Son premier disque solo s’appelle « Mangercratie » (1999), sur une démocratie avalée par certains prédateurs au pouvoir. Un néologisme similaire surgit du morceau-titre « Braquage de pouvoir » avec « Le peuple dit non à la famillecratie », missile lancé sur le népotisme.
Mais son reggae est universel et résonne bien au-delà des frontières de la Côte d’Ivoire, son pays natal et une de ses bases avec le Mali et la France.
« Ma chanson +Quitte le pouvoir+ (2004), des gens ont dit que je l’avais écrite contre Laurent Gbagbo (alors au pouvoir en Côte d’Ivoire), mais elle a été aussi reprise par des manifestants au Togo », raconte Tiken Jah Fakoly, rencontré par l’AFP à Paris.
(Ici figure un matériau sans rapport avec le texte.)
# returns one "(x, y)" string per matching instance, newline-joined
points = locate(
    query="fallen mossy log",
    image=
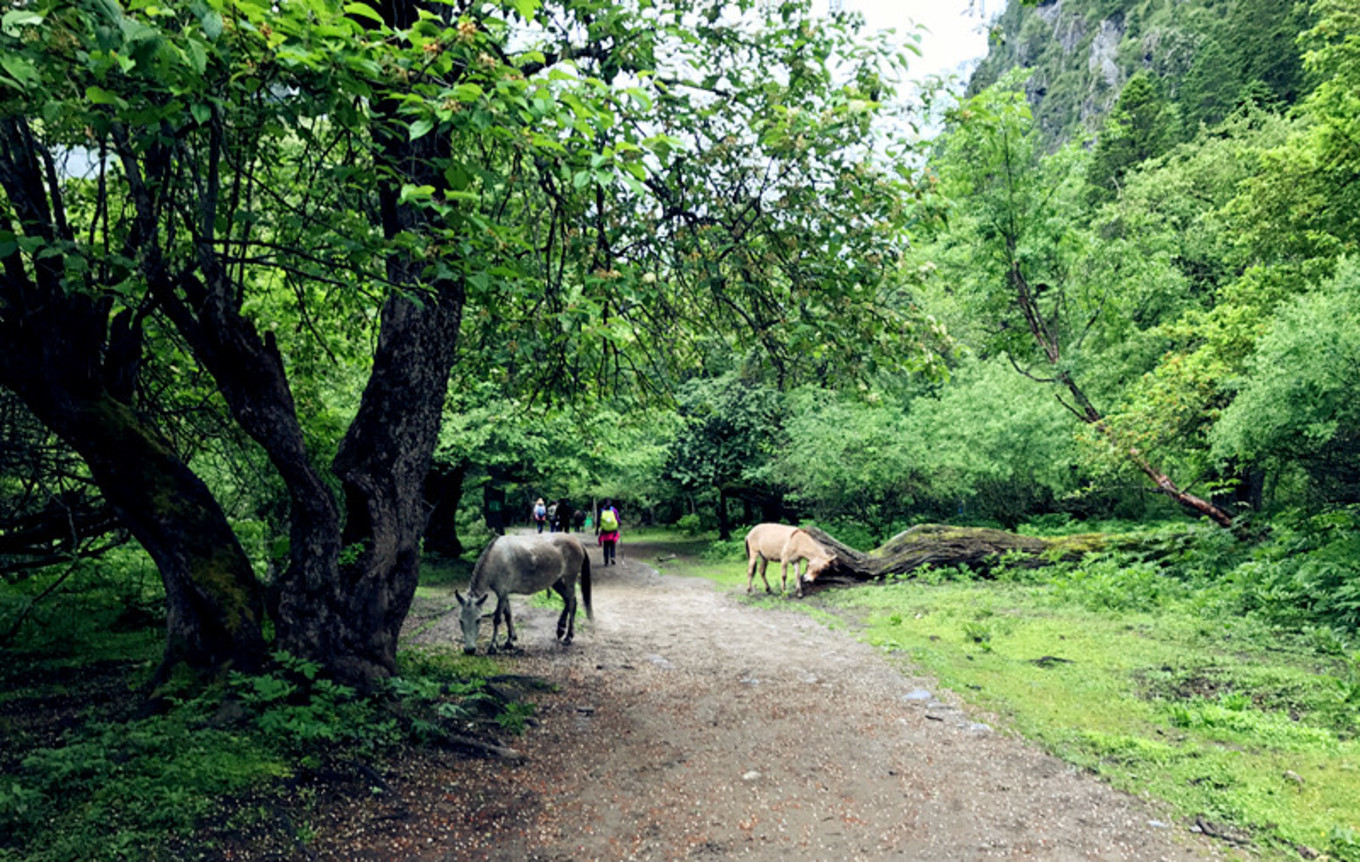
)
(940, 545)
Sa valise prête non loin, destination Zanzibar pour un concert.
– Méditerranée devenue cimetière –
Même schéma avec « Y’en a marre » (2000) entendue dans une manifestation à Madagascar et « Le monde est chaud » (2019) plus récemment dans la rue à Lyon.
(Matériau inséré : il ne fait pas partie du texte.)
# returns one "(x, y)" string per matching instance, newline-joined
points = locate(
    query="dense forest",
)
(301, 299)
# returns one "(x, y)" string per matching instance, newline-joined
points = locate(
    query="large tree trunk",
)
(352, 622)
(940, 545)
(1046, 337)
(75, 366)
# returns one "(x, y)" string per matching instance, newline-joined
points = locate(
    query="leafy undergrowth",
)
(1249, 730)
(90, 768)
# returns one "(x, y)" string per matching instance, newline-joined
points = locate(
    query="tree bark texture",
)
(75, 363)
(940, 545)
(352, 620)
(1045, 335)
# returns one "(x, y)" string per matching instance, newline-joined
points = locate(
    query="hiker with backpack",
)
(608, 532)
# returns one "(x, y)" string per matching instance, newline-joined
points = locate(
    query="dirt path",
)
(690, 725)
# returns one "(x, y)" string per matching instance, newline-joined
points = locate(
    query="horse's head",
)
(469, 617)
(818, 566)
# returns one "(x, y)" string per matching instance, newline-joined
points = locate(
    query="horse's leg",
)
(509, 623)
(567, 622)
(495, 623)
« Depuis Bob Marley, le rôle du reggae c’est de chanter l’actualité, la réalité; mon plaisir c’est de faire passer des messages à la jeunesse, ou d’être la voix de ceux qui ne peuvent pas s’exprimer, sur leurs conditions de vie, notamment », confie le chanteur.
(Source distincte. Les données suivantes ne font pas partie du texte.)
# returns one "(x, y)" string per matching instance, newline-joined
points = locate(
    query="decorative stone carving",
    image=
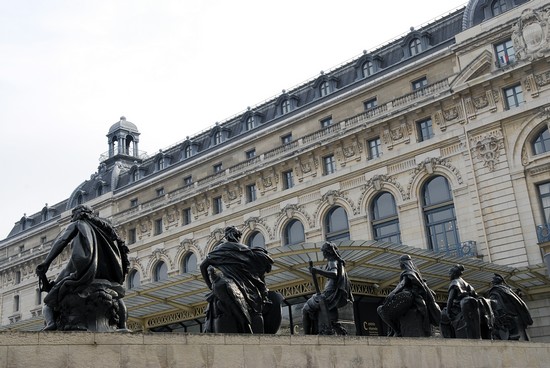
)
(530, 35)
(487, 148)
Sur son nouvel album, la chanson « Où est-ce que tu vas ? » est là pour éclairer sur « les difficultés de la traversée » sur des bateaux de fortune vers l’eldorado européen. « Il y a les photos prises de Paris depuis les Champs-Elysées et les Grands Boulevards qui font rêver et la réalité, la Méditerranée devenue un des plus grands cimetières de la jeunesse africaine ».
Un autre morceau, « Beau continent », rebondit sur le sujet: pas forcément besoin de partir, un avenir peut se construire en Afrique. Un titre, enregistré avec Dub Inc, duo de Saint-Etienne aux racines du Bénin et d’Algérie, qui célèbre ainsi la vitalité de l’Afrique. « L’Afrique n’est pas pauvre, elle a été appauvrie, pour moi c’est le continent de l’avenir », insiste Tiken Jah Fakoly.
– « Ambassade du reggae » –
« Ca fait juste 60 ans depuis l’indépendance de certains pays, c’est jeune, quand il y aura de la stabilité, quand on sera unis, l’Afrique sera écoutée comme la Chine, les USA ou l’Europe aujourd’hui », prédit-il.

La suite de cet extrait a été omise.